Bug 105301

Summary: Suspend sometimes fails if mei_me RUNTIME_PM enabled - Zenbook UX303
Product: Power Management Reporter: Maxime Martineau (emixam.agp)
Component: Hibernation/SuspendAssignee: Rafael J. Wysocki (rjw)
Status: CLOSED DUPLICATE    
Severity: normal CC: aaron.lu, lenb, petter3k, rui.zhang
Priority: P1    
Hardware: All   
OS: Linux   
Kernel Version: 4.1.6-1-ARCH Subsystem:
Regression: No Bisected commit-id:

Description Maxime Martineau 2015-10-01 11:13:41 UTC
Running Archlinux on some asus notebook (Zenbook UX303), I noticed an issue occuring when suspending from time to time.

It happens maybe every two days (when suspending multiple times without rebooting or shutting down) or after a long usage of the notebook.

The notebook doesn't complete its transition to the suspended state : some inner parts (possibly the hdd) is still running and I cannot return to the system. I can only perform a hard shut down (10 sec press on the power button.)

The particular aspect of this bug is that it is only occuring when a certain PM option is activated (Runtime Power Management for PCI, RUNTIME_PM_ON_BAT=auto with TLP)
Comment 1 Aaron Lu 2015-10-08 07:41:25 UTC
Maybe also worth reporting this issue to TLP.

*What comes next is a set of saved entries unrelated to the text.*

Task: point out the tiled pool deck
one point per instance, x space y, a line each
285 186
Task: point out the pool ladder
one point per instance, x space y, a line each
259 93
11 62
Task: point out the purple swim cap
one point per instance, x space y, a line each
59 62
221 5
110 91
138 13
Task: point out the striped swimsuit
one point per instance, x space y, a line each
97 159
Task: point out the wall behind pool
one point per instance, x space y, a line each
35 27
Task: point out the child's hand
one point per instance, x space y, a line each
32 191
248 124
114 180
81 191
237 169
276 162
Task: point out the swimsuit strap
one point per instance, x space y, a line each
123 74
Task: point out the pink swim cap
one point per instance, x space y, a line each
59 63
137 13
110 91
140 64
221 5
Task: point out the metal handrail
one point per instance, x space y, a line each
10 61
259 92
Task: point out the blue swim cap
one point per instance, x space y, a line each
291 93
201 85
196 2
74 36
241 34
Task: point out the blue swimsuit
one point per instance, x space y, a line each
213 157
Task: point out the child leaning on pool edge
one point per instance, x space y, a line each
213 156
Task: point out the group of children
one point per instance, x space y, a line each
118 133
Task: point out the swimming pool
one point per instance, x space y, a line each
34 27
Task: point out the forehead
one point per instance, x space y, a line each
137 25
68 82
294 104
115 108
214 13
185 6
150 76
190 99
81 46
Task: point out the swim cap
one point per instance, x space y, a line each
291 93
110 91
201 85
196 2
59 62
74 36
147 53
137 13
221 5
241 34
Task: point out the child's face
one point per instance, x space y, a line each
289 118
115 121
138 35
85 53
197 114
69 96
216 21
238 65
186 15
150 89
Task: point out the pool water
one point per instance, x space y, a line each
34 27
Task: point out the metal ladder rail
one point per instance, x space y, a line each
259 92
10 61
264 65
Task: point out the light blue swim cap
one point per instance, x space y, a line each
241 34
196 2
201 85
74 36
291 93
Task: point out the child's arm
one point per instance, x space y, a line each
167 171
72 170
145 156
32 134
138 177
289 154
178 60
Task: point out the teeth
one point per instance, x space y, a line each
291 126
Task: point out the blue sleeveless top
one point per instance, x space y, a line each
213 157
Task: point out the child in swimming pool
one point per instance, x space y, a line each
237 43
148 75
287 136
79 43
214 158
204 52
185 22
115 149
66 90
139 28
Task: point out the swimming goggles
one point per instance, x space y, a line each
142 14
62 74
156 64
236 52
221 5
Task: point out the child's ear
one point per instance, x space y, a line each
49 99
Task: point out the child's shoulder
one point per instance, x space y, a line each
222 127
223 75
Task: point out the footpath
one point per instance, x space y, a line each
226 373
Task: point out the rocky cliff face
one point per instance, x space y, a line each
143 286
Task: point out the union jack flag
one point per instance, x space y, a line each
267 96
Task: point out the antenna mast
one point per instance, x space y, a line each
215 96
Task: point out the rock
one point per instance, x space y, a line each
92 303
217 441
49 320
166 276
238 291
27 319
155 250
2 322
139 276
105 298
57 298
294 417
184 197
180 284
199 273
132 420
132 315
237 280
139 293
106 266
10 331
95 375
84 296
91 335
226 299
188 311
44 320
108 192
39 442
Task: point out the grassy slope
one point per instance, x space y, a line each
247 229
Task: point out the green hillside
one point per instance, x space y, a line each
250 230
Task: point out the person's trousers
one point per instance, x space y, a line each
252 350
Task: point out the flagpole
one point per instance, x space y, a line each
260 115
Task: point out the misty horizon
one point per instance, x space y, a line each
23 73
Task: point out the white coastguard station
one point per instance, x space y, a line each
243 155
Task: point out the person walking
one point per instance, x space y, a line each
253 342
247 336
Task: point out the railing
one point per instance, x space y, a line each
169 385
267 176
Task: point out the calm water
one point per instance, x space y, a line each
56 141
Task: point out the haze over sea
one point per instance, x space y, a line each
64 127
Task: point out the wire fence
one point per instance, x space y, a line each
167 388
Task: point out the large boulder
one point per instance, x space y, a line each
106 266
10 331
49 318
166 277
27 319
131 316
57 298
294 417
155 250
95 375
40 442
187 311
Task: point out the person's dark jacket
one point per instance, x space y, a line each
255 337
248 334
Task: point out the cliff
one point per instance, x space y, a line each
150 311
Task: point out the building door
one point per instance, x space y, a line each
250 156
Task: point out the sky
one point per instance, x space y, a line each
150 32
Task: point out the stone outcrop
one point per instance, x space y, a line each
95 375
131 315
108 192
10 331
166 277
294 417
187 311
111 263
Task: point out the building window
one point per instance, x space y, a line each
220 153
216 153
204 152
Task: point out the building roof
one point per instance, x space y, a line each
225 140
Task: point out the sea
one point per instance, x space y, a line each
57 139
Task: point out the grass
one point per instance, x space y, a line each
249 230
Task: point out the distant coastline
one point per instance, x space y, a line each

BTW, is it possible to know what exactly does TLP do for your laptop?
Comment 2 Zhang Rui 2015-10-26 06:18:19 UTC
(In reply to Maxime Martineau from comment #0)
> Running Archlinux on some asus notebook (Zenbook UX303), I noticed an issue
> occuring when suspending from time to time.
> 
> It happens maybe every two days (when suspending multiple times without
> rebooting or shutting down) or after a long usage of the notebook.
> 
> The notebook doesn't complete its transition to the suspended state : some
> inner parts (possibly the hdd) is still running and I cannot return to the
> system. I can only perform a hard shut down (10 sec press on the power
> button.)
> 
> The particular aspect of this bug is that it is only occuring when a certain
> PM option is activated (Runtime Power Management for PCI,
> RUNTIME_PM_ON_BAT=auto with TLP)

does this problem still exist if the laptop is running with AC plugged in?
Comment 3 Petter Krossbakken 2015-11-11 23:22:29 UTC
My UX32LN (identical to the 303LN) is having this exact issue on both AC and BATTERY mode with TLP enabled.
Comment 4 Aaron Lu 2015-11-12 04:50:58 UTC
Maxime reported this to TLP here:
https://github.com/linrunner/TLP/issues/162

Maxime,

Did you try the TLP developer's suggestions? i.e.

"
Hi, this is a (common) driver/kernel issue. I suggest to:

    Try a newer/older kernel
    Disable completely on battery via RUNTIME_PM_ON_BAT=on
    Blacklist PCIe devices one by one in RUNTIME_PM_BLACKLIST= and re-check to isolate the offending device

[1] http://linrunner.de/en/tlp/docs/tlp-configuration.html#runtimepm
"
Comment 5 Petter Krossbakken 2015-11-12 09:14:08 UTC
Computer still freeze on suspend with newest kernel and regardless of AC/BAT - that is, runtime pm is turned off I assume when AC-mode is activated (either forced or plugged in).
Comment 6 Maxime Martineau 2015-11-12 09:26:36 UTC
Aaron, I am currently changing the RUNTIME_PM blacklist each time the bug is happening. But it takes long to occur. I will keep track of my progress on this ticket and the one on TLP's bug tracker.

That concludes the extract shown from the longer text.